We just watched the Wolves cough it up 25 times against Golden State on Sunday. That wasn’t a “bad luck” thing. That was a carelessness thing. Monday only looked better because it couldn’t possibly be worse, with Minnesota giving the ball away 22 times. This game cannot become another “we gave them life” situation where Dallas hangs around because Minnesota is throwing away possessions like expired coupons. The Wolves need clean decision-making, purposeful ball movement, and a steady pace. No dribbling the air out of it. No lazy cross-court passes. No possessions that end with someone launching a bailout three because the offense died at the top of the key. Especially if Ant is out again, the Wolves have to score through structure with movement, paint touches, kickouts, and extra passes.
5. Leadership can’t be a postgame quote — it has to show up in the first quarter.
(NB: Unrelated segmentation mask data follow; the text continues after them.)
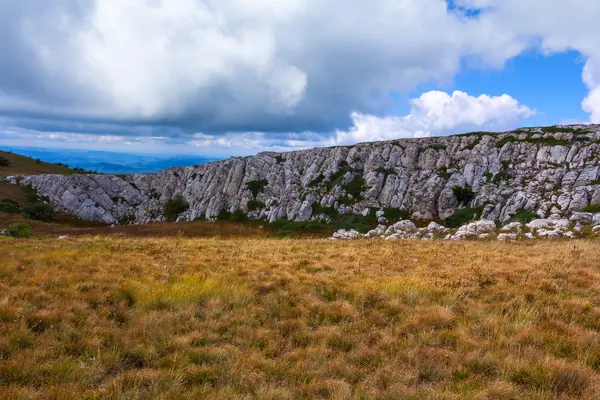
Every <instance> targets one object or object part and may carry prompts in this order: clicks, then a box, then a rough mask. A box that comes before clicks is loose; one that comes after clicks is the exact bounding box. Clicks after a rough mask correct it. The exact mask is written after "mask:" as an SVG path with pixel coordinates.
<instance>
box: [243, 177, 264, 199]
mask: <svg viewBox="0 0 600 400" xmlns="http://www.w3.org/2000/svg"><path fill="white" fill-rule="evenodd" d="M268 184H269V181H267V180H266V179H261V180H258V181H250V182H248V183H246V187H247V188H248V190H250V191H251V192H252V195H253V196H254V197H256V196H257V195H258V194H259V193H260V192H262V191H263V189H264V188H265V186H267V185H268Z"/></svg>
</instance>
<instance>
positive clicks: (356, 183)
mask: <svg viewBox="0 0 600 400" xmlns="http://www.w3.org/2000/svg"><path fill="white" fill-rule="evenodd" d="M342 188H343V189H344V190H345V191H346V193H348V194H351V195H352V197H354V198H355V199H356V200H357V201H360V200H362V199H363V197H362V195H361V193H362V192H363V191H364V190H365V189H366V187H365V180H364V179H363V177H362V176H357V177H356V178H354V179H352V180H351V181H350V182H348V183H346V184H345V185H343V186H342Z"/></svg>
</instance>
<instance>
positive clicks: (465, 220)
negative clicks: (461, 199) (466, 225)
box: [444, 205, 485, 228]
mask: <svg viewBox="0 0 600 400" xmlns="http://www.w3.org/2000/svg"><path fill="white" fill-rule="evenodd" d="M484 208H485V205H481V206H479V207H475V208H461V209H459V210H456V211H455V212H454V214H452V215H451V216H449V217H448V218H446V219H445V220H444V226H446V227H447V228H458V227H460V226H462V225H464V224H466V223H469V222H471V221H474V220H476V219H479V218H480V217H481V213H483V209H484Z"/></svg>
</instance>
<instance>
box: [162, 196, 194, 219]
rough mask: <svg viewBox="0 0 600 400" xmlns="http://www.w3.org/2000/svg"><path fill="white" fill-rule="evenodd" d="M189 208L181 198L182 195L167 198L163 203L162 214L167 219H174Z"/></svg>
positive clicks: (185, 203)
mask: <svg viewBox="0 0 600 400" xmlns="http://www.w3.org/2000/svg"><path fill="white" fill-rule="evenodd" d="M188 208H190V205H189V203H188V202H187V201H186V200H185V199H184V198H183V196H182V195H180V194H178V195H177V196H175V197H173V198H171V199H169V200H167V201H166V202H165V203H164V204H163V215H164V216H165V218H166V219H167V220H169V221H175V220H176V219H177V217H178V216H179V214H181V213H182V212H184V211H185V210H187V209H188Z"/></svg>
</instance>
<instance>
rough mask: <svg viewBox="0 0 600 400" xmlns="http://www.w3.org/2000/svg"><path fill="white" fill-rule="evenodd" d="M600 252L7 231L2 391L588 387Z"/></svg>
mask: <svg viewBox="0 0 600 400" xmlns="http://www.w3.org/2000/svg"><path fill="white" fill-rule="evenodd" d="M599 251H600V242H597V241H592V240H587V241H573V242H551V241H539V242H538V241H536V242H533V243H513V244H507V243H494V242H464V243H448V242H418V241H399V242H393V243H389V242H381V241H356V242H343V243H342V242H331V241H326V240H287V239H286V240H277V239H265V238H252V239H248V238H231V239H227V240H225V239H188V238H181V237H180V238H170V239H166V238H163V239H160V238H127V237H122V238H120V237H81V238H72V239H67V240H60V241H58V240H49V239H44V240H2V241H0V254H1V262H0V398H85V397H87V398H128V399H130V398H142V399H154V398H173V399H180V398H203V399H238V398H247V399H253V398H256V399H296V398H305V399H312V398H332V399H376V398H377V399H402V398H422V399H429V398H449V399H452V398H456V399H462V398H477V399H479V398H480V399H511V398H514V399H519V398H535V399H555V398H564V399H568V398H588V399H593V398H598V397H597V394H598V393H600V376H599V372H600V261H599V260H598V258H597V254H598V252H599Z"/></svg>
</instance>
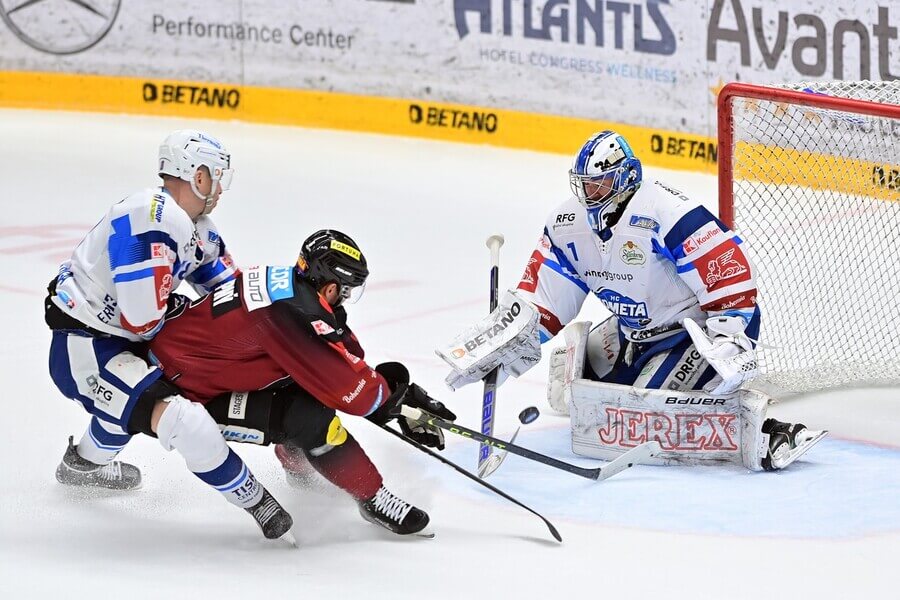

This is the big one, especially if Edwards remains sidelined. When a team is wobbling, and make no mistake, Minnesota is wobbling, leadership isn’t something you talk about. It’s something you demonstrate. Rudy has to set the defensive tone. Conley has to organize the chaos and keep everyone connected. Randle has to play forceful but smart bully-ball with reads, not tunnel vision. And the “middle class” guys (DDV, Naz, Jaden) have to bring real edge, not passive cardio. Monday was a step toward stopping the bleeding. Wednesday has to be the game where they show they can walk normally again.
This is where the Wolves are right now: not in the “make a statement” phase, but in the “prove you’re not broken” phase. Dallas is injured. Dallas is struggling. Dallas is vulnerable. If Minnesota plays with maturity, this is a workmanlike road win, the kind you bank, the kind you don’t brag about, the kind that quietly steadies your season.
But if they come out sloppy, unfocused, and casual, if they treat this like a night off because the opponent is shorthanded, then we’re right back in the swamp. And the OKC game won’t be a measuring stick. It’ll be a scheduled disaster.
So yeah: baby steps. Beat the depleted Warriors. Beat the depleted Mavericks. Get your footing back. Then turn your attention to OKC with something resembling confidence.
Because the Wolves dug this hole themselves. And the only way out is to start stacking wins that aren’t glamorous, just necessary.